The SEC rules are very simple. “EBITDA” refers to a specific calculation, which is “earnings before interest, taxes, depreciation, and amortization.” Overstock.com and CEO Patrick Byrne have taken liberties with this number, in violation of guidance provided by the SEC on the issue.
Question 15: If EBIT or EBITDA is presented as a performance measure, to which GAAP financial measure should it be reconciled?
Answer 15: Because EBIT and EBITDA exclude recurring charges, companies should consider the answer to Question 8 if they intend to use EBIT or EBITDA as a performance measure. If a company is able to justify such use, EBIT or EBITDA should be reconciled to net income as presented in the statement of operations under GAAP. Operating income would not be considered the most directly comparable GAAP financial measure because EBIT and EBITDA make adjustments for items that are not included in operating income.
This explanation makes it clear that the calculation should begin with net income and not some other number, as Overstock does. Other variations of this calculation should not be called EBITDA because of the confusion it may cause.
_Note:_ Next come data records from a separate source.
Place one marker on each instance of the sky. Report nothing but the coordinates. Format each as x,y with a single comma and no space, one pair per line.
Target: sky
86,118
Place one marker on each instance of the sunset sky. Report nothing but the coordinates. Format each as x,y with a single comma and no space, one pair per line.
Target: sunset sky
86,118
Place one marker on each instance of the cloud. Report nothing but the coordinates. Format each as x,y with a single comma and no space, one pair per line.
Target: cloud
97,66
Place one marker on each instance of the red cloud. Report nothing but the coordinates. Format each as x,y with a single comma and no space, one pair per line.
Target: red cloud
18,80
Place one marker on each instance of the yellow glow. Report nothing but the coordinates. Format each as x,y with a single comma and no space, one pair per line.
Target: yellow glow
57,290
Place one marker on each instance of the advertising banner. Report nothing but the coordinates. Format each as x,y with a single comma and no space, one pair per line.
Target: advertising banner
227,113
EBITDA has a commonly recognized meaning (defined above) and therefore companies using some other calculation should not call their figure “EBITDA.”
With regard to your disclosure of a non-GAAP measure labeled EBITDA:
The acronym EBITDA refers specifically to earning before interest, tax, depreciation and amortization. However, your measure also adjusts earnings for stock option expense. We will not object to your using such a measure as a liquidity measure but request that you rename it to avoid investor confusion.
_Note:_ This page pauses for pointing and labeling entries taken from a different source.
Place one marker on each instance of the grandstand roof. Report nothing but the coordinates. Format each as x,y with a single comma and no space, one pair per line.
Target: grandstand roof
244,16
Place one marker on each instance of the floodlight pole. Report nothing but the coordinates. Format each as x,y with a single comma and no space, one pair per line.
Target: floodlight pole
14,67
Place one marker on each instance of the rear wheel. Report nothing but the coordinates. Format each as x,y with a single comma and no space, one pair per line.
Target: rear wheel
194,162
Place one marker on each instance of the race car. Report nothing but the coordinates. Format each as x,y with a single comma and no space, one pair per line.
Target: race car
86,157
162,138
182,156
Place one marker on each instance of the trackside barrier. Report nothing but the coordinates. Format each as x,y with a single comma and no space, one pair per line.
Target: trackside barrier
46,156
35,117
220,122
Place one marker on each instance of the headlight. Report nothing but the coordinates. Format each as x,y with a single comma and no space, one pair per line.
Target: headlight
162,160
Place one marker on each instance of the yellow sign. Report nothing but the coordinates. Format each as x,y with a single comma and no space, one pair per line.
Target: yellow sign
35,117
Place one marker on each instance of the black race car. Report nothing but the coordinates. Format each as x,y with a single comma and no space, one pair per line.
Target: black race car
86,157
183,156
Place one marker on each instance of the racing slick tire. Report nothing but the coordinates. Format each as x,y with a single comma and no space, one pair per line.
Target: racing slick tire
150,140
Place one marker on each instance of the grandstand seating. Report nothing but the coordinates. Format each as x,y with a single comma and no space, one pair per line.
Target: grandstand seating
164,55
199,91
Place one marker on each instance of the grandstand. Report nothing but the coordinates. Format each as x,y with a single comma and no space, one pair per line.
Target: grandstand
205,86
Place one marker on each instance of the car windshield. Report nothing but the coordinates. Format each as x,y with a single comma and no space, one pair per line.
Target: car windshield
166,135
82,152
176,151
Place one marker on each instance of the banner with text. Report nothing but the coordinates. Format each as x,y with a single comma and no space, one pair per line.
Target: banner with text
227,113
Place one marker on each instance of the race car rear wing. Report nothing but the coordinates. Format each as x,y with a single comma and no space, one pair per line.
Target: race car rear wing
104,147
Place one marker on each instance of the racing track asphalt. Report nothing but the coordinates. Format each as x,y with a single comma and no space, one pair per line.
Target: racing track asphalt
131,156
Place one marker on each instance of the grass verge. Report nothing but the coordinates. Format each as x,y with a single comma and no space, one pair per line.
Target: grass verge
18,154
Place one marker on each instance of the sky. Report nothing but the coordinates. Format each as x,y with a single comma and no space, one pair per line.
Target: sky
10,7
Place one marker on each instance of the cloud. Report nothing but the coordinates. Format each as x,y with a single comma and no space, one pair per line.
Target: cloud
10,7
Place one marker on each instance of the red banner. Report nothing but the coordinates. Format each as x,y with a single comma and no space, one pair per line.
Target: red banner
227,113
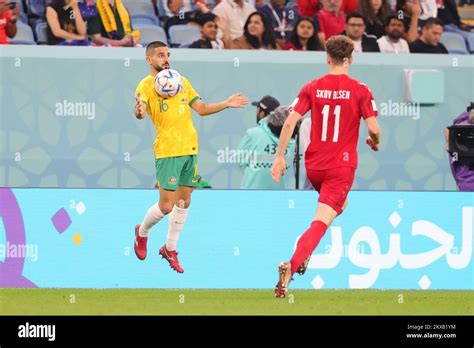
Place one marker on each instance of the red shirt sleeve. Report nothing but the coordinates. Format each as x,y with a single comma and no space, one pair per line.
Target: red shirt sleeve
367,105
302,103
307,8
Yet the EBITDA con game continues at Overstock.com, as the company materially inflated their EBITDA figures by using an erroneous method of calculating it. Here’s what Overstock calculated:
And here’s how the numbers should have been calculated:
To summarize the numbers as reported in Overstock’s fantasy land and as required to be reported under SEC rules:
Three months ended June 30:
Overstock’s made up EBITDA = $1,117,000
Actual EBITDA = ($428,000)
Trailing twelve months ended June 30:
Overstock’s made up EBITDA = $9,621,000
Actual EBITDA = $5,055,000
Voila! In the blink of an eye, Overstock goes from the reality of negative EBITDA for the second quarter, to the fantasy of positive EBITDA.
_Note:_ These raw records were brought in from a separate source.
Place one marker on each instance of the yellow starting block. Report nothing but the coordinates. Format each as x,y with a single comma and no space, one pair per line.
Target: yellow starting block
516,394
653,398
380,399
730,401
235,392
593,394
EBITDA is overstated by $1,545,000 for the quarter and by $4,566,000 for the trailing twelve months. This appears to be a material misstatement to me, and is keeping in the company’s pattern of materially overstating EBITDA in their reports to investors.
I keep wondering why Pricewaterhouse Coopers doesn’t catch this material error in calculating a figure that is heavily touted in reports to investors. Rumor has it that they review the quarterly reports, but this makes me wonder.
But as Gary Weiss points out, maybe the SEC doesn’t even care about Overstock.com’s violations of securities laws anymore, in which case I guess Overstock can just report whatever numbers they want to.
Sam Antar explains the SEC’s problem this way:
I am beginning to believe that our present SEC is not of the same caliber that I feared as the criminal CFO of Crazy Eddie in the 1980s. They are overwhelmed and under-resourced. Instead, they using their highly taxed resources to chase delusional conspiracy theories such as those blaming short sellers on problems related to the subprime crises effecting Fannie Mae and Freddie Mac. I suggest that you read Joe Nocera’s blog post entitled, “First, Let’s Kill All Short-Sellers.” Perhaps that explains why companies like Overstock.com can thumb their noses at SEC rules while the SEC drops investigations of such companies.